(6 years, 5 months ago)
Written StatementsHer Majesty’s Government welcomed the sincere and well-informed debate on this highly topical subject on 7 March 2018, and therefore did not oppose the motion.
From the very beginning citizens have been at the heart of Her Majesty’s Government’s approach to negotiations. The Prime Minister was clear that safeguarding the rights of EU citizens living in the UK and UK nationals living in the EU was her first priority. This is a commitment we have delivered, and the agreement reached and set out in the withdrawal agreement text will provide citizens with certainty about their rights going forward.
The agreement grants citizens certainty about a wide range of rights, including residents’ healthcare, as well as pensions and other benefits. This will mean that UK nationals who are legally resident in the EU by the end of the implementation period will continue to benefit from rights that stem from their EU citizenship today. After the end of the implementation period, those rights will be provided for by the withdrawal agreement, which will enshrine them and take the status of international law, having direct effect in EU member states. The agreement will also be written into UK law by Parliament, to put in place reciprocal protections for EU citizens resident in the UK.
Her Majesty’s Government will always be happy to listen to any proposals on our exit from the European Union. However, as EU treaty provisions make clear, only citizens of EU member states are able to hold EU citizenship. This will mean that when the UK ceases to be a member of the European Union, UK nationals will no longer hold EU citizenship, unless they hold dual nationality of another EU member state.
To that end, associate EU citizenship is not one of our negotiating objectives and is not provided for by the EU treaties. For UK nationals to remain EU citizens after the UK’s exit from the EU, an amendment to the EU treaties would be required. Citizenship is the fundamental status of nationals of EU member states and while the EEA EFTA states are in the single market their nationals are not EU citizens and as such have more limited rights. This is not therefore something we could realistically expect the EU to agree to.
In March the Prime Minister set out the Government’s intention for a deep and special future partnership with the EU. She acknowledged that UK nationals will still want to work and study in EU countries—just as EU citizens will want to do the same here, helping to drive growth, innovation and enterprise. The Prime Minister made clear that businesses across the EU and the UK must be able to attract and employ the people they need, and that the Government are open to discussing how to facilitate these valuable links, within the context of new policies which manage migration at sustainable levels, in the UK’s best long-term interests.

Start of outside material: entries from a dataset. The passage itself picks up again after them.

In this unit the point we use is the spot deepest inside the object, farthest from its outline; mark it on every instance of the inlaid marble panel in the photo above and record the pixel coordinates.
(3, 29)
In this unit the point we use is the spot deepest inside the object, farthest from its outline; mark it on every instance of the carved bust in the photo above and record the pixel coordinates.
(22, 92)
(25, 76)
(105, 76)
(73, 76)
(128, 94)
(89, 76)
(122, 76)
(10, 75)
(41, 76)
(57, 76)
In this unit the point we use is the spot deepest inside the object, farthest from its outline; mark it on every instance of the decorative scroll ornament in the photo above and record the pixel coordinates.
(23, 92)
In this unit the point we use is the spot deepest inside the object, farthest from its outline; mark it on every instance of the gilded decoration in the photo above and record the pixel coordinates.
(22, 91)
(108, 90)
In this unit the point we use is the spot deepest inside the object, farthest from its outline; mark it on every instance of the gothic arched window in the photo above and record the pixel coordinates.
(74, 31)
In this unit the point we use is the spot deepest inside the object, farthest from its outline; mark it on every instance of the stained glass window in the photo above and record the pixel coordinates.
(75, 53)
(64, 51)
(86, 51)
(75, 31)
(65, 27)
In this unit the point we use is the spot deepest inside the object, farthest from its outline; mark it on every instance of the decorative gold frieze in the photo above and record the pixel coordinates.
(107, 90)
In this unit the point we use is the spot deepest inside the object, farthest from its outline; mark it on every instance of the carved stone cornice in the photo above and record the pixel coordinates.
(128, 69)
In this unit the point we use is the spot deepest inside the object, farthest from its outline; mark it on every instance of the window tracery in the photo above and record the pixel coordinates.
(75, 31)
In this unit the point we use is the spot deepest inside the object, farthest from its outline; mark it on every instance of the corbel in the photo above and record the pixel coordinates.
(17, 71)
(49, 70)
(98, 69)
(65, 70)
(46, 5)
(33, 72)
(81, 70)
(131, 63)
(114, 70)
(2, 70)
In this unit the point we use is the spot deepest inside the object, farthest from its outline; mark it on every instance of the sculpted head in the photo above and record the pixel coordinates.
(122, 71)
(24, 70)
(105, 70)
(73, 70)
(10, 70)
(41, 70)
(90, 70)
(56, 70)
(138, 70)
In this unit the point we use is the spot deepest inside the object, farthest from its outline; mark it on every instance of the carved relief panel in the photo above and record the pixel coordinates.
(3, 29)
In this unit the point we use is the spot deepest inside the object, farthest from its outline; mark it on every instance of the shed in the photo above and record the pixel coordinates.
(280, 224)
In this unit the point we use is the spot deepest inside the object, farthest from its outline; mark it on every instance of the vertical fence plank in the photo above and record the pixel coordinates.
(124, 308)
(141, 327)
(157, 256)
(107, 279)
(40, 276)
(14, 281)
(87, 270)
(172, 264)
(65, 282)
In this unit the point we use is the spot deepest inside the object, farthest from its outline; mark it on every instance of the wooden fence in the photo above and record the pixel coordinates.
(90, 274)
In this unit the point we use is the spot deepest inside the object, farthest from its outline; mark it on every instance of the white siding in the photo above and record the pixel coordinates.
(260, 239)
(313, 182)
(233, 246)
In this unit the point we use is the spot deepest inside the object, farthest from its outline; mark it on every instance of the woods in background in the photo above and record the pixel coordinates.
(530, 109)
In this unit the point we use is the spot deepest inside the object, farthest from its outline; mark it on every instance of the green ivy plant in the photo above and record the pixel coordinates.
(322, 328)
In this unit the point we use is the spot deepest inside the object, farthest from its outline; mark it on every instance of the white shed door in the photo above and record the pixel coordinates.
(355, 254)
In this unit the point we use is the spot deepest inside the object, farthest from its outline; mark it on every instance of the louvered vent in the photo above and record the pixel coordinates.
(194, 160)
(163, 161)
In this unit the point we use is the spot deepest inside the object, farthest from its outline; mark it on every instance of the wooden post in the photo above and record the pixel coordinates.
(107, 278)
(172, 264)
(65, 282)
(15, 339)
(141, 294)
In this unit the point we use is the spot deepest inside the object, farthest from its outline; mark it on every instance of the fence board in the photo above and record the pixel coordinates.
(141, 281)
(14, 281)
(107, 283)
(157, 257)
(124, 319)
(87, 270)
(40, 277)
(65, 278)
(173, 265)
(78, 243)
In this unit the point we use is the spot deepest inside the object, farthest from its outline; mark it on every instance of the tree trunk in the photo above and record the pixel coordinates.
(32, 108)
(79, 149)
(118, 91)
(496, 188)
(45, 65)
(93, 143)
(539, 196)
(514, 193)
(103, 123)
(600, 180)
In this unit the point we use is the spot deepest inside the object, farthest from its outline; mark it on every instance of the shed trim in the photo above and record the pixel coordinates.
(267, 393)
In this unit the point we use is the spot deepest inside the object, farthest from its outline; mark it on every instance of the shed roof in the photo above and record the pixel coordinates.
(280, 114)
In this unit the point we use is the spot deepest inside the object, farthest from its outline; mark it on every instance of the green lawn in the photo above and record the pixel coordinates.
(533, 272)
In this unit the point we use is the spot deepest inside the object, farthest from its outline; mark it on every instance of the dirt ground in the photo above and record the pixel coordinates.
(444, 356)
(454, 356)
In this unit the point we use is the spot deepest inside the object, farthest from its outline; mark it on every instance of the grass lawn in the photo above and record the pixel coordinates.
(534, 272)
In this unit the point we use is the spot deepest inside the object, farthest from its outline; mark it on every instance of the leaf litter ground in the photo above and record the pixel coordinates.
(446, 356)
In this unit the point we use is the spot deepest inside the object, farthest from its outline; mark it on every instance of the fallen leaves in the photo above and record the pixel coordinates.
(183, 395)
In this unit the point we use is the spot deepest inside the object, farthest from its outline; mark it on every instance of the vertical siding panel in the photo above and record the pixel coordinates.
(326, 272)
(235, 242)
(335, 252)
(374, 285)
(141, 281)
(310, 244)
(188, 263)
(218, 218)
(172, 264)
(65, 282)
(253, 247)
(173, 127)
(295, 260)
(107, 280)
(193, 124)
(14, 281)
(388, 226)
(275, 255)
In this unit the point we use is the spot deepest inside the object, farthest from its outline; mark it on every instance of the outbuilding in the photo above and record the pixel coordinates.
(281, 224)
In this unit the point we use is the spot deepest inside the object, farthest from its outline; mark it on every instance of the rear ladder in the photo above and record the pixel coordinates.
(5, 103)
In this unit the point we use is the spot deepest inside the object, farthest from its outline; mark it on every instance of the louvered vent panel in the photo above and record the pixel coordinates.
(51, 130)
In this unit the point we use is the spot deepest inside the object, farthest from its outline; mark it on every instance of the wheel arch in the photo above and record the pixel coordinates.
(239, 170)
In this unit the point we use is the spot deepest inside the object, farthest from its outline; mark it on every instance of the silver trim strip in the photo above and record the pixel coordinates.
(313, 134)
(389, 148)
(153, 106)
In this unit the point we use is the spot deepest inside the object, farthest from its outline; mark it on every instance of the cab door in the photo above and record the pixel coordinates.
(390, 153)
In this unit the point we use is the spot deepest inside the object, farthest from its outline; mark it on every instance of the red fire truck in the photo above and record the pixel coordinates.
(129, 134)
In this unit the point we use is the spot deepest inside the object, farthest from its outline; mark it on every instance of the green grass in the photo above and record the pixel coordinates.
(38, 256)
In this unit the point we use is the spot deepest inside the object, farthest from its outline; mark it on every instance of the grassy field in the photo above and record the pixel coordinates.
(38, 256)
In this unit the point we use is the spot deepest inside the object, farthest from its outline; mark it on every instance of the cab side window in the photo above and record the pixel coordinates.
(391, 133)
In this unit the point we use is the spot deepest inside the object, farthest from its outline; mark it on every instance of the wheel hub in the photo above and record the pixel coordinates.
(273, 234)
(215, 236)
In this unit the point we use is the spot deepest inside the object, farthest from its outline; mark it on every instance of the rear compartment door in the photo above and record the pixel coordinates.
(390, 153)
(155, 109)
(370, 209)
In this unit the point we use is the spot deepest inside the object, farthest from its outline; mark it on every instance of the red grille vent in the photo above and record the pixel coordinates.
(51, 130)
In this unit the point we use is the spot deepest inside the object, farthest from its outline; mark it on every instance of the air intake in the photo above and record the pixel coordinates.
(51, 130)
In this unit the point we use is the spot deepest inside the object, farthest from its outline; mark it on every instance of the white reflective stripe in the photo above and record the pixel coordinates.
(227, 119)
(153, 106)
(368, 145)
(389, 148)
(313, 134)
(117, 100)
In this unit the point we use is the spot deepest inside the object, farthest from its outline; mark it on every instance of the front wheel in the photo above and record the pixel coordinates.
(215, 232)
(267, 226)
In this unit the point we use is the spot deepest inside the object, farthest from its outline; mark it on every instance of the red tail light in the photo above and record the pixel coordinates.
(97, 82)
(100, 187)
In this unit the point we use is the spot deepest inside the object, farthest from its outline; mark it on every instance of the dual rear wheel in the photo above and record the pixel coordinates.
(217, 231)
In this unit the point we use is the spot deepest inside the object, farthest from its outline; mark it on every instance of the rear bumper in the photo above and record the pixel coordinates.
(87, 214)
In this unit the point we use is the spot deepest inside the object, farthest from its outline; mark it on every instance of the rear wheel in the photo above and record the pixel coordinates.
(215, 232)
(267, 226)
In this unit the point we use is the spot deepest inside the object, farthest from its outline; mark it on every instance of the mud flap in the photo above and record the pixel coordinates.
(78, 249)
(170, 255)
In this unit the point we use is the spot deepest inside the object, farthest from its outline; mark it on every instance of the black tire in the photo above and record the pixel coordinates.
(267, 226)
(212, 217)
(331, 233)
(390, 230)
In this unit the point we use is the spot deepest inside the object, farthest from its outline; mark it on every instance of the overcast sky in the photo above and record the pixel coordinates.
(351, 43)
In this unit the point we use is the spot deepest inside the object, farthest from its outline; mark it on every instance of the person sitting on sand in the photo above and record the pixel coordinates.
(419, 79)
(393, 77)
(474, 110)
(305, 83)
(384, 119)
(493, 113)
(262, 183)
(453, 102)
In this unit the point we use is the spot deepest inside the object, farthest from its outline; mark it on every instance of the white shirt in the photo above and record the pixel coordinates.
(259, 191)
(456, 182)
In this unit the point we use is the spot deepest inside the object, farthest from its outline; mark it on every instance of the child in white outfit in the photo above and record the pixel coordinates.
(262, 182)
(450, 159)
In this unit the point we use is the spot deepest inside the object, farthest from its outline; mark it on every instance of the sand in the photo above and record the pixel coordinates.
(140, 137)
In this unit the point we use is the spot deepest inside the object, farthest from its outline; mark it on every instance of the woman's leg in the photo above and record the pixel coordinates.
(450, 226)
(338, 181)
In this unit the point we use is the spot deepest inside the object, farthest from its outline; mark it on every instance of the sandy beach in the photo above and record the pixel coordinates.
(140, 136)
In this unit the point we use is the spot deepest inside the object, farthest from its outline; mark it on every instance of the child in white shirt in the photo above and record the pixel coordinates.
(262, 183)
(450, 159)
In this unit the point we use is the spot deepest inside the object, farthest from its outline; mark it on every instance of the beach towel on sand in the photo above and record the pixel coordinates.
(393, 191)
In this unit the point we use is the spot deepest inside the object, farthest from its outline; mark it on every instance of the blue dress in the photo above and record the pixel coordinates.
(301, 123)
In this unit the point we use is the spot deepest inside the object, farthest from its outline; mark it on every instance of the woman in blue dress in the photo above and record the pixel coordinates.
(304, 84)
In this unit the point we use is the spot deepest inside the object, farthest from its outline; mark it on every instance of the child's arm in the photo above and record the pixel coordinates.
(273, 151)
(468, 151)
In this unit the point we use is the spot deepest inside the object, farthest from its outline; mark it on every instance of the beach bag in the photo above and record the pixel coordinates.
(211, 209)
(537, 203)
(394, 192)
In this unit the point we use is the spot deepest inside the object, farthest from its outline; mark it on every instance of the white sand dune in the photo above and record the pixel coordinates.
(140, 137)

Her Majesty’s Government will, at every step of these negotiations, work to secure the best possible deal for all UK nationals, including those currently living in the EU and those who wish to travel to the EU in future.
Her Majesty’s Government have been clear that as a result of leaving the European Union, the United Kingdom will no longer be a part of the single market. We have listened to EU leaders and we understand and respect the position that the four freedoms of the single market are indivisible and there can be no cherry-picking. Instead, we are seeking the broadest and deepest possible partnership with the EU—covering more sectors and co-operating more fully than any free trade agreement anywhere in the world today.
Her Majesty’s Government believe that UK nationals were citizens of Europe long before the introduction of EU citizenship through the Maastricht treaty in 1993. The United Kingdom may be leaving the political and legal structures of the EU, but UK nationals will not be any less European as a result.